Una parola anche tu. Quattro lettere che una volta brillarono come un’insegna lusinghiera, gioiosamente rosa, intermittente, tra la fumosa bruma della sera. Il tuo nome e la speranza furono nell’ora più fonda e più penosa sola una cosa; quel nome che poi si cancellò prima dell’alba, prima dei sogni che si affrettano fuori delle stanze, dileguando furtivi dai portoni. Quattro lettere che vidi già svettare nel celeste di un mezzogiorno di luglio, quattro diversi fiori strepitosi, multicolori, ardenti, come un’enorme coda di aquilone.
Anche il mio nome una parola, ormai, tra le altre che ti scrissi per lunghe ore (speranze, amore, rabbia di vivere e la voglia del tuo cuore del tuo cuore che marcia col passo dell’orologio). Niente più che parole anche i miei versi che vollero delimitare il senso della tua forma, in una forma chiudere il tuo senso.
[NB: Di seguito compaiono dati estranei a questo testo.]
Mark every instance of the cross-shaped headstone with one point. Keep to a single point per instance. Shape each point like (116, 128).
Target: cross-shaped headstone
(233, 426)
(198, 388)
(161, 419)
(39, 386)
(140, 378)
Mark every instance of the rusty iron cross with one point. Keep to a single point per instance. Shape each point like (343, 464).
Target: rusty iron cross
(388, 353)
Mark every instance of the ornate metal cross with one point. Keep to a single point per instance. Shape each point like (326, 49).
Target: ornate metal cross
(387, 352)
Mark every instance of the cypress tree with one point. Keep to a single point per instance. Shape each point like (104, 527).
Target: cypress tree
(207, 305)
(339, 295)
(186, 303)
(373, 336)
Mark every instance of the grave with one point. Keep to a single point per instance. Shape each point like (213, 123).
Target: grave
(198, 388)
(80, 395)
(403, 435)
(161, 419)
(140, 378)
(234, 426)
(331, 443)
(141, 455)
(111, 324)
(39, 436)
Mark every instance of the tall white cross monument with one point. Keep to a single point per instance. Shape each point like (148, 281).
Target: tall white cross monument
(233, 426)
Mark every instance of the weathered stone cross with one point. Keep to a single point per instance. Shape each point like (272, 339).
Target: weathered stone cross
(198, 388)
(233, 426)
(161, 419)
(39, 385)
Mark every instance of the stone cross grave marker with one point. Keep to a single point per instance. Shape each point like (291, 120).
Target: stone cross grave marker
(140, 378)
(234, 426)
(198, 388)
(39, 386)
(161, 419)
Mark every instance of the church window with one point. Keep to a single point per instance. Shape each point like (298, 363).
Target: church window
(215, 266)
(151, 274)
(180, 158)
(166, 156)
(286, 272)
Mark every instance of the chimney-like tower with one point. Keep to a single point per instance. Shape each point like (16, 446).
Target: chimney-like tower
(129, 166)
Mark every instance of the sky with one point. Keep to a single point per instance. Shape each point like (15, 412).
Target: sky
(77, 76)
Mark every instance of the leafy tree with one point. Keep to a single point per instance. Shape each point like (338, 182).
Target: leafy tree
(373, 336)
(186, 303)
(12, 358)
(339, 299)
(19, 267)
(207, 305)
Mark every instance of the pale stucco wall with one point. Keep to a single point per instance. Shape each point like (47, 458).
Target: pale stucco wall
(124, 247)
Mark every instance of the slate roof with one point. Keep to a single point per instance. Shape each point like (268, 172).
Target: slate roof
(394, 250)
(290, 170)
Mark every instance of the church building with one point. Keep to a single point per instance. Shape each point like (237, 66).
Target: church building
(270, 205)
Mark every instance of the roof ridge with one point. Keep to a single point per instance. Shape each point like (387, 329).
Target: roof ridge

Ora Scirocco che risale lungo la costa raccoglie lungo i viali di B* quelle livide foglie che furono già le mie parole, le sospinge tra gli orti infreddoliti ed i coltivi di P*. Confonde il tuo nome col mio nome, le tue parole con le mie parole senza più voce o senso, lungo la Litoranea, tra serre divelte e nei pineti, sugli arenili spogli e tra i canneti, in grigie pozze di fango.